Last Rites for College Admissions Tests?

SAT and Admissions, ACT and Admissions, UC Drops SAT
Is the end near for the SAT and ACT in college admissions? Only time will tell.

The COVID-19 pandemic has wreaked havoc on college admissions testing requirements at universities across America with the UC schools the latest to move away from the ubiquitous tests. Some schools have chosen to go test-optional for the Class of 2025. Some schools have chosen to go test-optional in perpetuity. Some schools have taken it one step further by forbidding applicants from submitting test scores, which happens to carry a whole lot more weight with us than a school’s PR machine touting their new “test-optional” policy. In all, let’s just say that ACT and College Board are suffering big time from these rapid policy changes. You see, the writing was on the wall that more and more schools would be going test-optional in the years to come but not even Ivy Coach’s famously accurate crystal ball could predict the rapidity with which these schools would drop these exams.

As Spencer Bokat-Lindell writes for The New York Times in a piece entitled “Will the Coronavirus Kill College Admissions Tests?,” “The decision was in some ways a long time coming: For decades, the exams have been accused of being ‘extremely flawed and very unfair,’ as a member of the California system’s governing board put it. But will eliminating the tests actually make the college admissions process fairer for disadvantaged students, or will what replaces them be even worse?”

We’re not sure Mr. Bokat-Lindell answered this question in his piece, but we’re also not sure there is an answer to the question. Yes, the SAT and ACT are imperfect. Duh. Yes, as he writes, “the history of standardized tests is rooted in discrimination.” Duh. Yes, standardized testing advantages the wealthy, students who can afford fancy tutoring. Duh. Yes, standardized tests can still be a more accurate predictor of college success than grades. Duh. Shall we go on?

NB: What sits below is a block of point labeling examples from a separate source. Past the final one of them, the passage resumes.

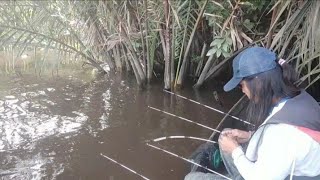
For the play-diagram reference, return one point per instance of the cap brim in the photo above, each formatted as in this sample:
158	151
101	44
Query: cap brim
232	84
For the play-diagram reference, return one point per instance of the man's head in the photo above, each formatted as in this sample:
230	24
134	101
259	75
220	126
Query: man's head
250	62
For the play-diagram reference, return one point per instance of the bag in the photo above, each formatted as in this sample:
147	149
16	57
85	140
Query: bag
207	155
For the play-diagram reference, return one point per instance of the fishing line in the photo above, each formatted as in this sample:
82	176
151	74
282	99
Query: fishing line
219	111
185	119
133	171
181	137
185	159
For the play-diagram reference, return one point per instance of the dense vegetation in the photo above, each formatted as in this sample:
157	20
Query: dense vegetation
179	38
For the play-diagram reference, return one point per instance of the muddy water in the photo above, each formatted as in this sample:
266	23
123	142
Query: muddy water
57	127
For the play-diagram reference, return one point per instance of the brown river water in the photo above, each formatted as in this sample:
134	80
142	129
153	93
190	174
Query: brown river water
58	127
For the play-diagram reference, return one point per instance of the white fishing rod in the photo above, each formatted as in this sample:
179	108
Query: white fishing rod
181	137
217	110
133	171
185	119
188	160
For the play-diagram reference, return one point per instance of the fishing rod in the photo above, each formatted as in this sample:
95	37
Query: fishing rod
219	111
133	171
180	137
185	159
185	119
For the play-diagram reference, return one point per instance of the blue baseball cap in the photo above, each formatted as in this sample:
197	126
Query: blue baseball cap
251	61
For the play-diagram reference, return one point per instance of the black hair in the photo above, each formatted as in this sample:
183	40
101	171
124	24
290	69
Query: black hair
265	87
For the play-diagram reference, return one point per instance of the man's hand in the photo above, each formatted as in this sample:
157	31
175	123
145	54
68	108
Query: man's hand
227	144
238	135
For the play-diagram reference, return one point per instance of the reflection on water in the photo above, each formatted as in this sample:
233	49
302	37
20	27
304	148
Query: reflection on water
57	127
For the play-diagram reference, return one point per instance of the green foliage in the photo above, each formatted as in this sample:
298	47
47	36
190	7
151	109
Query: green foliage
220	46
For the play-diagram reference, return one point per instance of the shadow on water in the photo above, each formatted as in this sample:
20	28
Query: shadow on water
56	128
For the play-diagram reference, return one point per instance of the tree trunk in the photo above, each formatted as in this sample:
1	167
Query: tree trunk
166	45
116	56
204	72
184	62
149	63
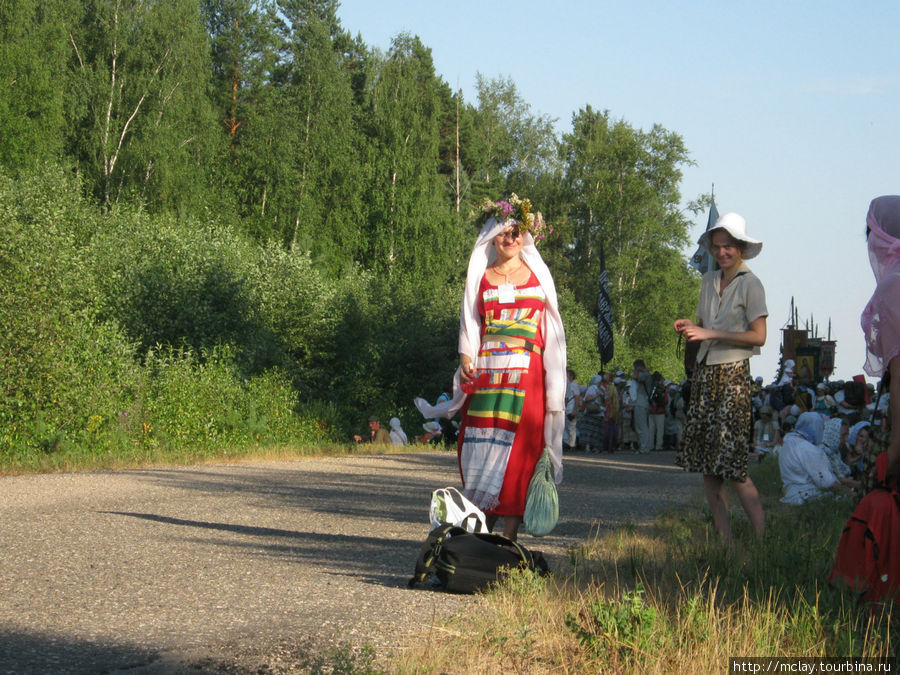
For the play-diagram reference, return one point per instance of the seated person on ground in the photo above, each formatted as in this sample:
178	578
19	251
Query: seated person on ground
805	470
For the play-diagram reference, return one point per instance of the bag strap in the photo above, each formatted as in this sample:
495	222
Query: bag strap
429	553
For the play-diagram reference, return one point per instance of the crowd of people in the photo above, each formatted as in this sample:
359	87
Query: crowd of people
642	413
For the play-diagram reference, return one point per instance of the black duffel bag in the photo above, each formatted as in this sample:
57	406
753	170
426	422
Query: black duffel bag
457	561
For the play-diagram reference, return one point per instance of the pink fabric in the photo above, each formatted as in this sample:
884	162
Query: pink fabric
881	318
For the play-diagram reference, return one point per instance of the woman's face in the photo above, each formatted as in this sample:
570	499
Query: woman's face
508	243
726	250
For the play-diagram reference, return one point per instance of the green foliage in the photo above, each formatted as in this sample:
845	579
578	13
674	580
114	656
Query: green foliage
284	215
32	75
616	629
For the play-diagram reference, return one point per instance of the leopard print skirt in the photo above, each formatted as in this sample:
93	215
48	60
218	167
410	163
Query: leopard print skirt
717	433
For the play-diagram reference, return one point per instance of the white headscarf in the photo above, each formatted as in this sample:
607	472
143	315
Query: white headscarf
554	353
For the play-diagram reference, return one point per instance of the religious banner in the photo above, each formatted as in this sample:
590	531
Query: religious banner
604	314
826	357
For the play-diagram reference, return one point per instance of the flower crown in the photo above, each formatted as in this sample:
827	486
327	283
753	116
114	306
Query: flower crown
517	209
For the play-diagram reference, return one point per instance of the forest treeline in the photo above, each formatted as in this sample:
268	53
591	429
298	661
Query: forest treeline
226	222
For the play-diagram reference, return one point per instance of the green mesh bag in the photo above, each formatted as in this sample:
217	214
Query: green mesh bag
542	501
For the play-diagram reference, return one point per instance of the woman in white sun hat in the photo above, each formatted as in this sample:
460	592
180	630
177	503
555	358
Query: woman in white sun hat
731	325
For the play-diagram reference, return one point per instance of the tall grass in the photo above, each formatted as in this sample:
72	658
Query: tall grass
670	597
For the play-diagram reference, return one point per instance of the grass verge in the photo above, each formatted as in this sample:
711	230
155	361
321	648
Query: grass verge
669	597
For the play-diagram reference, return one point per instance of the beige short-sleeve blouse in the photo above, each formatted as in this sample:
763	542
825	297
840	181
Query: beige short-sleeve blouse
742	302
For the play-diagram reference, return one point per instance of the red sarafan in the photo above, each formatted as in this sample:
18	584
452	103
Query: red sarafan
868	558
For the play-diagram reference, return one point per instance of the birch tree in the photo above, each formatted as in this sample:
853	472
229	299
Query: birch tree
139	109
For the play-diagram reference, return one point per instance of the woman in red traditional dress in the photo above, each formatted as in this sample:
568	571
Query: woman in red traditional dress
511	381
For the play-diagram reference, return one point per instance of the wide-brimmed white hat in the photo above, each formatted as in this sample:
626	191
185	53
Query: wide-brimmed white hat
735	225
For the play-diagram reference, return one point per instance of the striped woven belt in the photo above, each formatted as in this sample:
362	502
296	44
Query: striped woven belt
511	340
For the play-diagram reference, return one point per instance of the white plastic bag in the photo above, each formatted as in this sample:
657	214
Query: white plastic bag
450	507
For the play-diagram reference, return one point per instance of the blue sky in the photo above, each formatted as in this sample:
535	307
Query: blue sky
789	108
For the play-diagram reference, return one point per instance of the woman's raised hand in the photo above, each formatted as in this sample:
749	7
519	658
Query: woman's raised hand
690	330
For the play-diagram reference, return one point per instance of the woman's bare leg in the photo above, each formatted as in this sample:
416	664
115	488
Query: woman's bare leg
749	497
718	504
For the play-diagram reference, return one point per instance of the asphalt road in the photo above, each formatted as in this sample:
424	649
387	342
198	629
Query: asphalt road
253	567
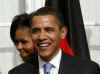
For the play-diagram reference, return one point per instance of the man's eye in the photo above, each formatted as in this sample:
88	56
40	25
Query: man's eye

Yet one thing we know for sure is that as more and more of our nation’s elite colleges shift to test-optional policies — or even to policies that restrict students from submitting test scores — all of these studies that support the use of standardized tests and all of these studies that oppose the use of standardized tests are no longer going to be mere datasets used as the basis for academic debates. Rather, we are going to see just how important standardized testing is — or isn’t — in securing the best students possible at our nation’s most elite institutions.